Not posting script yet, I am still looking at NOTE section (I have the feeling something is lurking there 🙂
I have spend quite some time on this one. Really interesting.
Google helped me to get here:
https://lucient.com/en/blog/interval-queries-in-sql-server-part-1/
https://lucient.com/blog/a-static-relational-interval-tree/
https://web.archive.org/web/20220526022251/https://blogs.solidq.com/en/businessanalytics/using-static-relational-interval-tree-time-intervals/
I have:
Added lower_int, upper_int and node (persisted) to telegram – my time starts at 2020-01-01 and the grain is minutes. Its not fast so patience is virtue.
Created a function to calculate the node
Indexed the node column with a covering index for the output query.
Created a bitmaptable with appropriate depth.
I have created the helper functions to get the different parts of the tree…… So far so good
Then populated a new table with all intervals and corresponding overlapping nodes.
On the positive note: Its seems to be blazingly fast on searching
Bad news: I’m clearly off by a bit in the node maths – some windows return a few rows too many, others a few too few.
Its been really fun – but i’m getting in too deep here – trying to implement bit-logic i’m not on top of. So for my part it would not get to production – even if i could make it work
So. thanks for a great challenge – so much fun playing around with it.
Hope its ok to submit this with no code – there is too much to fit in this box.
Dear Peter,
thank you so much for your valued comment. I came to my solution by reading the great article from Itzik Ben Gan but our tests with this feature didn’t scale good when writing data.
So our approach was a new table with the intervalls (15 min) in one table. You can read the details of my solution in link [Solution] in the challenge.
Once again thank you for taking the challenge.
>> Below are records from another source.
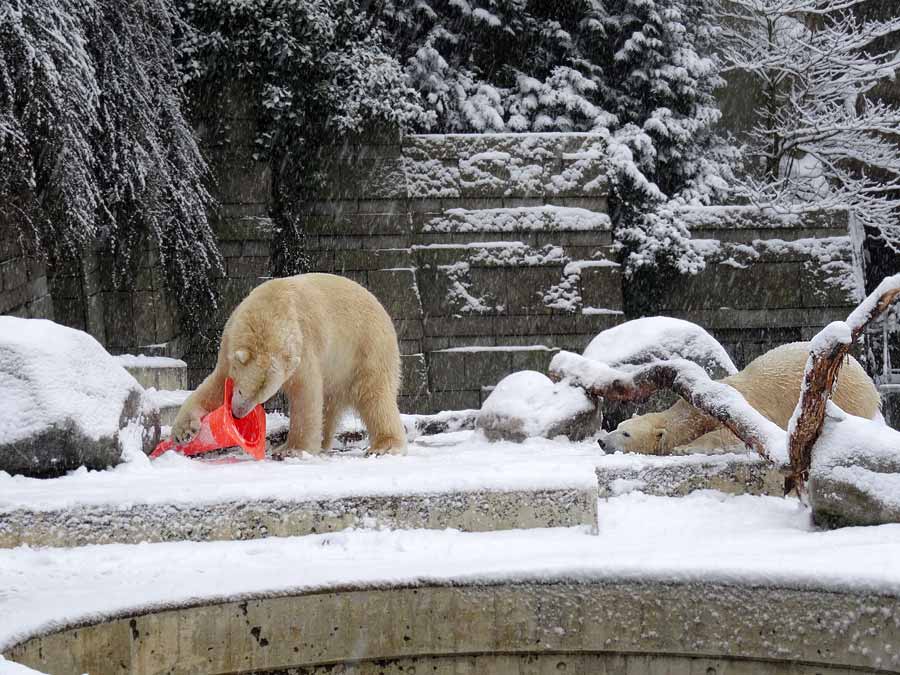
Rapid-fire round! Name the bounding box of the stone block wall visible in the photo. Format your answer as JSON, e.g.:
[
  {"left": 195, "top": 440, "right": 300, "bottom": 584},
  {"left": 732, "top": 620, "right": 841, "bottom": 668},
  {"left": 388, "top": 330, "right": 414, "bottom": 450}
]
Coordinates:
[
  {"left": 302, "top": 133, "right": 621, "bottom": 411},
  {"left": 0, "top": 225, "right": 52, "bottom": 320},
  {"left": 650, "top": 206, "right": 861, "bottom": 367},
  {"left": 0, "top": 129, "right": 863, "bottom": 417}
]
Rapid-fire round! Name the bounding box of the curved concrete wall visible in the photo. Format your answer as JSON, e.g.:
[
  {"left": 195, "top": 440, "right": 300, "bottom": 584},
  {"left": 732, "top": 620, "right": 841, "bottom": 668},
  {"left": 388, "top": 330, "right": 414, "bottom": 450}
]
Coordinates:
[{"left": 6, "top": 581, "right": 899, "bottom": 674}]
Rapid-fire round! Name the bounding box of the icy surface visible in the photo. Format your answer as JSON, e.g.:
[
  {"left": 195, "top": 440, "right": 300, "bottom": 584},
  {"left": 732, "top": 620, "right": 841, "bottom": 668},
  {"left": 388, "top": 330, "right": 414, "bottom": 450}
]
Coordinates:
[
  {"left": 478, "top": 371, "right": 594, "bottom": 438},
  {"left": 0, "top": 318, "right": 141, "bottom": 444},
  {"left": 3, "top": 490, "right": 900, "bottom": 653},
  {"left": 0, "top": 431, "right": 600, "bottom": 512},
  {"left": 582, "top": 317, "right": 737, "bottom": 374}
]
I love your idea and will give it a try when I find the time for it.
All the best, Uwe
I didn’t manage to find the original article from Itzik Ben Gan – i only managed to dig up broken links.
Looking forward to reading your solution later this week.
Hi Uwe,
How big is the real table?
The one at customer’s database?
I have a feeling it is bit larger than the one in the challenge.
Thank you.
Hey Art,
it’s nice to read from you. Your assumption is correct – the customers table contains app. 1.2 Billion rows and the table is much wider than this example which only contains one simple attribute which is not necessary [t_status].